Cœur de pierre

Rochers, Cap Roux, Saint-Raphaël. Carnet de voyage août 2019

Cœur de pierre

Carnet de voyage Côte d’Azur, Méditerranée

Sa coque galbée se faufile parmi les cailloux, épousant la mer avec un si joli déhanché qu’on lui pardonne en souriant d’être éclaboussé à chaque vague un peu forte.
Notre pointu se prénomme Saint Benoît. Patron de la bonne mort – et aussi des ingénieurs, des scouts et des chaudronniers -, il aiderait à passer le cap sans embûches.
J’essaie de m’en souvenir quand, malade de peur à l’idée de périr en mer, je navigue submergée par d’épouvantables cauchemars. Et si les hélices réduisaient en bouillie des baigneurs imprudents ? Et si je finissais noyée, coincée sous la coque après avoir chaviré ? Et si un bateau percutait le nôtre de plein fouet ? Et si des rochers invisibles nous harponnaient par traîtrise ?
Les enfants se moquent de moi, mon mari répète comme un mantra que tout va bien.
Rien n’y fait, je n’ai pas le pied marin.

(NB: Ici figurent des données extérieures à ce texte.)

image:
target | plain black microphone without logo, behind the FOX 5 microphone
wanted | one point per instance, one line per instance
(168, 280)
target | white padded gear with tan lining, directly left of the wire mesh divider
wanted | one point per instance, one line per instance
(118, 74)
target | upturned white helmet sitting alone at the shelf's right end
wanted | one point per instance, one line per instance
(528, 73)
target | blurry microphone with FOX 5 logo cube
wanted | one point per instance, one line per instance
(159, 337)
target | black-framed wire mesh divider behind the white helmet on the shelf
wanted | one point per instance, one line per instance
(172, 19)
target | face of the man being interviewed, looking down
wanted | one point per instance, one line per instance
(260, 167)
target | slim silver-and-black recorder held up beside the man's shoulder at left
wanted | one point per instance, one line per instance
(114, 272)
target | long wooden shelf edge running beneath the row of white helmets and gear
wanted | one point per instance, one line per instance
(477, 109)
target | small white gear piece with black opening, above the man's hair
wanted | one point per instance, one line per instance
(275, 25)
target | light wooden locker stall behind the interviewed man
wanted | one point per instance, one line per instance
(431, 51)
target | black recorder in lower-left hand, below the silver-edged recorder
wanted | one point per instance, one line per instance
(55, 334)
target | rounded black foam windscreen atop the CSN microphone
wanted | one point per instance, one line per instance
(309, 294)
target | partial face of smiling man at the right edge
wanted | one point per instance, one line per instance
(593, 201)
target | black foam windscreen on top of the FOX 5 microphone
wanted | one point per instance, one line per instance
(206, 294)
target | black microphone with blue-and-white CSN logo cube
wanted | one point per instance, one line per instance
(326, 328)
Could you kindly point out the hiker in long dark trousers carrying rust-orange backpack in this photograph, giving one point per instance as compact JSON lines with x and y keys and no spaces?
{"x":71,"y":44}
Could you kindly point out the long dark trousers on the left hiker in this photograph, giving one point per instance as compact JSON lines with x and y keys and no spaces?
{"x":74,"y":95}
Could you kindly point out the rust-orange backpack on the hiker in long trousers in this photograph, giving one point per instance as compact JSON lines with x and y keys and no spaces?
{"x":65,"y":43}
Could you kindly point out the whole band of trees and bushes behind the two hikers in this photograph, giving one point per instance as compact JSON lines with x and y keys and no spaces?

C’est la perspective de peindre des rochers inaccessibles depuis la terre qui me fait céder à l’appel du large.
Après une traversée plutôt calme, je débarque dans le secret d’une crique toute rose et baignée de bleu.
De loin, on croit que la pierre saigne.
Je découvre en approchant un kaléidoscope de rouges en fusion, trempés dans le turquoise d’une eau qui ne rafraîchit rien.
Le porphyre miroite comme du grenat facetté et l’ocre explose en éclats qui fracturent le roc, révélant des veines violacées, des trous béants, des blessures anciennes.
Peindre des rochers consiste à fragmenter la touche.
Décomposer la couleur pour mettre en forme les reliefs.
J’égratigne d’abord la surface, puis je m’enfonce à grands coups de pinceau. Un geste franc donne une belle taille directe. La moindre hésitation émiette.
La pierre coule en moi, elle me souffle mes attaques et mes retraits.
Il ne reste qu’à ciseler un creux, arrondir, polir, faire briller.

Pétrifiée, je me demande comment revenir à moi.